A linear function is one of the simplest types of functions in mathematics. It's called 'linear' because its graph forms a straight line in a coordinate plane. The general form of a linear function is given by \(f(x) = mx + c\), where \(m\) represents the slope and \(c\) is the y-intercept.
In linear functions, the change in \(y\) is proportional to the change in \(x\). This means if you graph any linear function, the slope \(m\) will show how steep or flat the line is.
**For example:** In the function \(f(x) = \frac{x-3}{2}\), it can be rewritten as \(f(x) = \frac{1}{2}x - \frac{3}{2}\), where the slope \(m\) is \(\frac{1}{2}\), showing that for every 2 units the graph runs horizontally, it rises by 1 unit vertically. The y-intercept is \(-\frac{3}{2}\), which is the point where the line crosses the \(y\)-axis.
Linear functions have consistent rates of change, making them very predictable and useful for solving real-world problems.

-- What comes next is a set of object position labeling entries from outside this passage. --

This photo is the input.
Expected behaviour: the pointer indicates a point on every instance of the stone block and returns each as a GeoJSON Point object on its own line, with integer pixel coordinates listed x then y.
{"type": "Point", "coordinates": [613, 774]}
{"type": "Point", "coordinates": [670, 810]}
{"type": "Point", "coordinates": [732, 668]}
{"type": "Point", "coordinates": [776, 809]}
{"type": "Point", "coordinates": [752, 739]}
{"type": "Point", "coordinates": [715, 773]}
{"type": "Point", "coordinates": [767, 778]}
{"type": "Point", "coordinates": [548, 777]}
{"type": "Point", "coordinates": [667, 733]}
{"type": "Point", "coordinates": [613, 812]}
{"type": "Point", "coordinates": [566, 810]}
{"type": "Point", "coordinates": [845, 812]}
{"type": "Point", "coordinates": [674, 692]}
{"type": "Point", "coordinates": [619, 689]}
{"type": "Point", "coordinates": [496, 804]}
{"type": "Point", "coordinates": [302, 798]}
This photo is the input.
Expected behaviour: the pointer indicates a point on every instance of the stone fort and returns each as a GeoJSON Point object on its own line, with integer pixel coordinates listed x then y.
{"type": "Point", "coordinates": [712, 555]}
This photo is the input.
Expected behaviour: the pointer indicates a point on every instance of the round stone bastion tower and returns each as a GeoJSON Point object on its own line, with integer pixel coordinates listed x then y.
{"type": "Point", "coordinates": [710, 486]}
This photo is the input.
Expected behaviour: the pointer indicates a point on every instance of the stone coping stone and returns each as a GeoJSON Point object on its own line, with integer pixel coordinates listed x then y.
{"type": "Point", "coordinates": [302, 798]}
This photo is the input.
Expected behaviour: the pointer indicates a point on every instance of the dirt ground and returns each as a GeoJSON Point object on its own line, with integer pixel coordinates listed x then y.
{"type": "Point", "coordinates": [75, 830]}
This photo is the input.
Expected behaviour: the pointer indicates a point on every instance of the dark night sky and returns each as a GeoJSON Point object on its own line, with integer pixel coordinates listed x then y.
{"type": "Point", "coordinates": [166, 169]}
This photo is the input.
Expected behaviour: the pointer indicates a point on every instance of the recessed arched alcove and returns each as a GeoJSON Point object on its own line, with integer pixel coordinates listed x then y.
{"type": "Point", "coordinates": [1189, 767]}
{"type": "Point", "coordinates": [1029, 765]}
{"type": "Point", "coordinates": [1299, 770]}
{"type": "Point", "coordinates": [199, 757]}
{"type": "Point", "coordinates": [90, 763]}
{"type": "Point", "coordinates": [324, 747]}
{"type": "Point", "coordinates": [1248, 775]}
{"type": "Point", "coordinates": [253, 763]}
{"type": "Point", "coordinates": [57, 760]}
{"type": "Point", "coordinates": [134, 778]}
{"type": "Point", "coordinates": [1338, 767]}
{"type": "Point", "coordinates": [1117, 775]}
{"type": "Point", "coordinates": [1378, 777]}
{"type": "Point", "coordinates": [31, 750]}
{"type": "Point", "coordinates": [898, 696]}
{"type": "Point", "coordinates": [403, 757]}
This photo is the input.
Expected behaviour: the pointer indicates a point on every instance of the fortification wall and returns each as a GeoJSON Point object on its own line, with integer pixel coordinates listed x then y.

Non-linear functions describe relationships that are not constant in their rate of change, resulting in graphs that are curves instead of straight lines. One common type of non-linear function is a square root function, like \(g(x) = \sqrt{x}\).
Unlike linear functions, non-linear functions can display varying degrees of change depending on the value of \(x\). This means their graphs can take many shapes, including parabolas, circles, or other complex curves.
**With square root functions:** The graph generally starts at the origin \((0,0)\) because you cannot take the square root of negative numbers in real number systems. As \(x\) increases, \(y\) also increases but at a decreasing rate. This results in a gentle upward curve.
In \(g(x) = \sqrt{x}\), as \(x\) went from 0 to 4 in our earlier example, the \(y\)-values go from 0 to 2, forming a curve that starts steep and gradually flattens.

Coordinate geometry, or analytic geometry, is a field of mathematics that uses a coordinate system to visualize and analyze geometrical shapes like lines and curves. The most common coordinate system is the Cartesian coordinate system, where each point is defined by a pair \((x, y)\).
This system allows for graphing equations to show how \(x\) and \(y\) are related visually. To graph a function, points are plotted by substituting values for \(x\) and finding the corresponding \(y\) value.
For instance, in graphing functions like \(f(x) = \frac{x-3}{2}\) and \(g(x) = \sqrt{x}\), points noted in earlier steps were connected to display the overall shape of each function. Linear functions make straight lines while non-linear ones like the square root function create curves.
Using this concept, we can predict behavior, find intersections (where graphs cross), and understand relationships between different functions.

Function addition involves combining two functions to create a new function through the addition of their outputs at each value of \(x\). When adding the two functions, \(f(x)\) and \(g(x)\), the resulting function, \((f+g)(x)\), is defined as \(f(x) + g(x)\) for each \(x\).
This concept is visualized on a graph as the addition of their corresponding \(y\)-coordinates.
For example, if we have points like \((x, y_1)\) from \(f(x)\) and \((x, y_2)\) from \(g(x)\), then for \((f+g)(x)\) at the same \(x\), the point becomes \((x, y_1 + y_2)\).
In our exercise, after plotting points for \(f(x)\) and \(g(x)\), such points were used to calculate and plot points for \(f+g\). For instance, at \(x = 4\), the calculation \(\frac{1}{2} + 2 = \frac{5}{2}\) shows how their outputs combine to create the new graph of \(f+g(x)\). This resulting curve provides a visualization of how two functions interact when combined.